Изменить размер шрифта - +
Но нельзя того же сказать о выводах собственно исторических. Тут критика автора подчас является слабой и несамостоятельной; что, впрочем, и естественно было найти в исследовании молодого, еще не вполне установившегося ученого. Впрочем, эта сторона скорее может быть отнесена к недостаткам той исторической школы, из которой вышел автор и которая слишком тяготеет к узкому, механическому способу исследования в ущерб широкой историко-критической основе. Мы уже имели случаи указывать, например, слишком недостаточно обоснованный вывод о невинности Бориса Годунова в смерти царевича Димитрия и подчинение автора в этом случае сомнительным авторитетам. Теперь позволим себе сделать г. Платонову легкий упрек в том, что он недостаточно оценил историческое значение такого источника, как пресловутый «Извет» старца Варлаама. Несмотря на свой небольшой объем, этот источник занимает очень важное место в ряду сказаний о Смутном времени: и для старых летописцев, и для новых историков он послужил главным основанием при отождествлении первого Самозванца с Григорием Отрепьевым и потому заслуживал отдельной, тщательно обработанной главы, а не одного только примечания, хотя бы и распространенного на две страницы (10–11). Ради выяснения этого памятника можно было пожертвовать разными подробностями, относящимися к некоторым другим произведениям, хотя многословным и объемистым, но малосодержательным и очень незначительным по своему итогу.

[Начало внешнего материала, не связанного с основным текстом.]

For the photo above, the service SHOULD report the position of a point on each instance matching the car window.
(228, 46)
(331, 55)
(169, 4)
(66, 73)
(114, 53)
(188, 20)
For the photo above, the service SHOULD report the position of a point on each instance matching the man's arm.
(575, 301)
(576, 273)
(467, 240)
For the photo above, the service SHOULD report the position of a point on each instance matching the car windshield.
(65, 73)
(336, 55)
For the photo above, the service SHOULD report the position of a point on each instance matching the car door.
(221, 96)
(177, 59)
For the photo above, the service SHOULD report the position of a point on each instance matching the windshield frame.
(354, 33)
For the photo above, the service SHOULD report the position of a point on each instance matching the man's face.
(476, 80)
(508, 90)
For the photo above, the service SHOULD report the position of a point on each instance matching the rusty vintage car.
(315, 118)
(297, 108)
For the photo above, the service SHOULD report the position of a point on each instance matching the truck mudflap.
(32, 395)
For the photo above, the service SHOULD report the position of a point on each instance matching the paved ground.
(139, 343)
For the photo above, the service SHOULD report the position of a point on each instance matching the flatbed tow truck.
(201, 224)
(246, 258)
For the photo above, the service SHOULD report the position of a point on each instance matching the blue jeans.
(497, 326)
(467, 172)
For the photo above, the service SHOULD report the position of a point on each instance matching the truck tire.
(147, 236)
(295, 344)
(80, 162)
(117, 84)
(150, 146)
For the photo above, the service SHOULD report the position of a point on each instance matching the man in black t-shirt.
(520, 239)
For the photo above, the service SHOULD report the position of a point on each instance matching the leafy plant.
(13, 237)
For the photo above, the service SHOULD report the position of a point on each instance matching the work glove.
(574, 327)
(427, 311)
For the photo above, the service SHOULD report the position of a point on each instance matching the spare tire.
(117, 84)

Вслед за Костомаровым, г. Платонов скептически относится к «Извету»; он указывает некоторые его невероятности, почти голословно считает его сочиненным летом 1606 года, и называет искусственной композицией. Вот и все. Тут, вместо ссылки на две грамоты Самозванца, помещены в Актах Эксп. II. №№ 26 и 34, гораздо важнее было сопоставить этот Извет с двумя другими грамотами, помещенными в тех же Актах Экспедиции, под №№ 28 и 29. В этих последних уже рассказывается о бегстве Отрепьева из Москвы в Литву с иноками Варлаамом Яцким и Мисаилом Повадиным и о первых их похождениях за рубежом: почти так же, как это рассказано в Извете самого Варлаама. А между тем сии две грамоты (патриарха Иова и новогор. митр. Исидора) написаны были в январе 1605 г., когда, соображая данные, Варлаам еще сидел в Самборской тюрьме. Далее, в Извете есть важная подробность, которой нет в названных сейчас двух грамотах: о путешествии Варлаама к королю и панам радным для изобличения Самозванца и о казни в Самборе Варлаамова товарища сына боярского Якова Пыхачова. Об указанном изобличении нет никаких других свидетельств, и этот факт сомнительный; но казнь в то время одного московского агента в Самборе есть исторический факт (см. выше при-меч. 3). Таким образом, Извет представляет несомненную фактическую основу, но с примесью какой-то путаницы и искренности.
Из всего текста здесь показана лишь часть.